Expression of two transgenes in in vitro matured and fertilized bovine zygotes after DNA microinjection

Abstract
Bovine zygotes produced by in vitro maturation-in vitro fertilization (IVM-IVF) were examined for their potential to serve as recipients of transgenes. Pronuclei, which were maximally visible at about 22 h after IVF, were injected with a SV40-LacZ construct (pSVON). Injected zygotes had lower cleavage rates (49.1%, n = 1162, P < 0.01) than did either noninjected controls (87.4%, n = 1420) or noninjected zygotes in which pronuclei were not visible (67.6%, n = 803). Zygotes that were injected into their pronuclei cleaved as well as zygotes injected cytoplasmically. At 48 h after injection, when most embryos had reached the four- and eight-cell stages, more zygotes in the pronuclear group (22.7%, n = 125) stained positively for LacZ than did zygotes in the cytoplasmic group (8.0%, n = 125). A group of zygotes injected into the pronucleus with pSVON was cultured for 9 days. More morulae (10.8%, n = 134) than blastocysts (3.2%, n = 31) expressed the LacZ gene, indicating that silencing of expression occurred as development progressed. Another group of zygotes was injected with a beta-actin-LacZ gene construct (pbActinLacZ) and, of the embryos assayed at 48 h, 10.6% (n = 255) stained positively.

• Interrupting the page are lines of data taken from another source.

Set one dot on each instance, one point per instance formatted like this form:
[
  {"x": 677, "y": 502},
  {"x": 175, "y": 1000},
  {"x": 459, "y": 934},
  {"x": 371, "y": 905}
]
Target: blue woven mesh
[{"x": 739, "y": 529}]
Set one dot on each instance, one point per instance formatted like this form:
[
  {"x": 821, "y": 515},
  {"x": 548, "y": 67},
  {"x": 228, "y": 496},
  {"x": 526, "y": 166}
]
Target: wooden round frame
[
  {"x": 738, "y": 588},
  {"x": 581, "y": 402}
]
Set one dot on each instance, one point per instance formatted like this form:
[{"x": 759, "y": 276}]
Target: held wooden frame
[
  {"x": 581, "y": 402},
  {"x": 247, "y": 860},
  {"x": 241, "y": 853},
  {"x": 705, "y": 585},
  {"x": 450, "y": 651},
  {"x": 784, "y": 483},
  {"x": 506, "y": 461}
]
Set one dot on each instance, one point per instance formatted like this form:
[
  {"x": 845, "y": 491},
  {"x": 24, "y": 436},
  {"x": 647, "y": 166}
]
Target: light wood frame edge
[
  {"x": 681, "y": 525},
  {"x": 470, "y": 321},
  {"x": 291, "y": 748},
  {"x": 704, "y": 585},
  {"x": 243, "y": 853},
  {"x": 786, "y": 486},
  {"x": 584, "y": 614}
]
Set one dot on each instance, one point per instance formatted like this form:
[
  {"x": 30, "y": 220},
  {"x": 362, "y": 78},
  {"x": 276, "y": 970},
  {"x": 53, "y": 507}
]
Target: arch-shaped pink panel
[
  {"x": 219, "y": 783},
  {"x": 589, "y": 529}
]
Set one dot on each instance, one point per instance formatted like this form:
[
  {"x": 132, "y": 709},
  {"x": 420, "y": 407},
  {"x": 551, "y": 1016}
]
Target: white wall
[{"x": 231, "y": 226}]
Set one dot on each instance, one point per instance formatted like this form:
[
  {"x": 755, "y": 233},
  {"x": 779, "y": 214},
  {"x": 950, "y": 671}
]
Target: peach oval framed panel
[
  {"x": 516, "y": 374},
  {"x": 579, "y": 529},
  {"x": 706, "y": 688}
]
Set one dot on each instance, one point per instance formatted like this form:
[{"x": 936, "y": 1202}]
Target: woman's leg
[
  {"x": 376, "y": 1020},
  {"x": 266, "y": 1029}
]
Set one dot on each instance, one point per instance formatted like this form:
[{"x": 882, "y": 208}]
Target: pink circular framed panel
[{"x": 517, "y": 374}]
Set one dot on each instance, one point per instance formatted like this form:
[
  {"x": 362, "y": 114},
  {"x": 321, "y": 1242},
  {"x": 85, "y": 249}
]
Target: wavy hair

At 9 days, 36.3% of morulae (n = 91) and 21% of blastocysts (n = 33) expressed the transgene. Almost all putative transgenic embryos injected with either construct showed a mosaic pattern of LacZ expression, with an average of only 2-3 cells staining at the eight-cell stage and the majority of cells in positive blastocysts showing no evidence of expression.